As I think I have mentioned here before, I have a relative that got a kidney transplant. That relative is also on Medicare-but if you mention universal healthcare coverage in her presence, she screams about SOSHEELISM!!! I asked her when the dirty GUBMINT could expect remuneration for all of that SOSHEELISM that she got provided, but I never got an answer. Maybe because I used the word “remuneration.” Klanbagger types do not like to pay for things themselves, after all: the one kind of SOSHEELISM they all seem to love is the kind where SOMEONE ELSE picks up the tab.
Knowing what I know about the dishonesty and hypocrisy of the Klanbaggers, I thought that I’d been about as surprised as I could be. But, just like every other time I thought a Klanbagger could do nothing to shock me anymore, I have found out, yet again, that I was mistaken in my belief. Here, ladies and gentlemen, is a Klanbagger who takes SOSHEELISM to a heretofore untouched plateau of hypocrisy.
Read this, and weep. Or laugh. Or beat your head against a wall. Just don’t beat your head against that wall too hard, if you lack medical insurance.
Mary Brown, a 56-year-old Florida woman who owned a small auto repair shop but had no health insurance, became the lead plaintiff challenging President Obama’s healthcare law because she was passionate about the issue.
Brown “doesn’t have insurance. She doesn’t want to pay for it. And she doesn’t want the government to tell her she has to have it,” said Karen Harned, a lawyer for the National Federation of Independent Business.

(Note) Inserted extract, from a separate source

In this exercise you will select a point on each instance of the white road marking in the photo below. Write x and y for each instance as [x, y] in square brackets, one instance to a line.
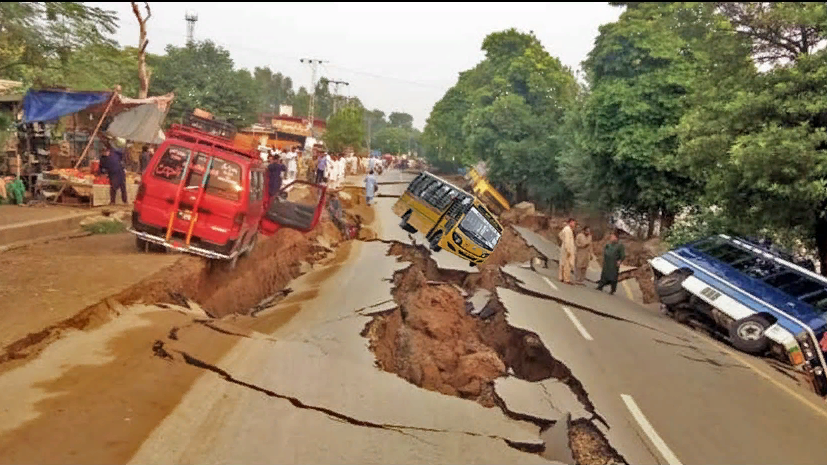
[551, 284]
[577, 324]
[664, 450]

Brown is a plaintiff in the federation’s case, which the Supreme Court plans to hear later this month.
But court records reveal that Brown and her husband filed for bankruptcy last fall with $4,500 in unpaid medical bills. Those bills could change Brown from a symbol of proud independence into an example of exactly the problem the healthcare law was intended to address.
The central issue before the Supreme Court is whether the government can require people to buy health insurance. Under the law, those who fail to buy insurance after 2014 could face a fine of up to $700.
The business federation, along with other critics of the law, calls the insurance mandate a “threat to individual liberty” that violates the Constitution.
Obama administration lawyers argue that the requirement is justified because everyone, sooner or later, needs healthcare. Those who fail to have insurance are at high risk of running up bills they cannot pay, sticking the rest of society with the cost, they argue. Brown’s situation, they say, is a perfect example of exactly that kind of “uncompensated care that will ultimately be paid by others.”
“This is so ironic,” Jane Perkins, a health law expert in North Carolina, said of Brown’s situation. “It just shows that all Americans inevitably have a need for healthcare. Somebody has paid for her healthcare costs. And she is now among the 62% whose personal bankruptcy was attributable in part to medical bills.”
Now, would anyone like to argue that Mary Brown should be allowed to continue to sluff her bills off on the rest of us? Because that’s exactly what she did, you know; you and I will pay her medical expenses, in the form of jacked-up insurance premiums. Is that fair to you or me?
I’m not a big fan of the individual mandate myself; I don’t like the idea of being forced to hand money over to a bunch of thieving chiselers. But the Mary Brown story tempers my dislike of the notion. Quite a bit.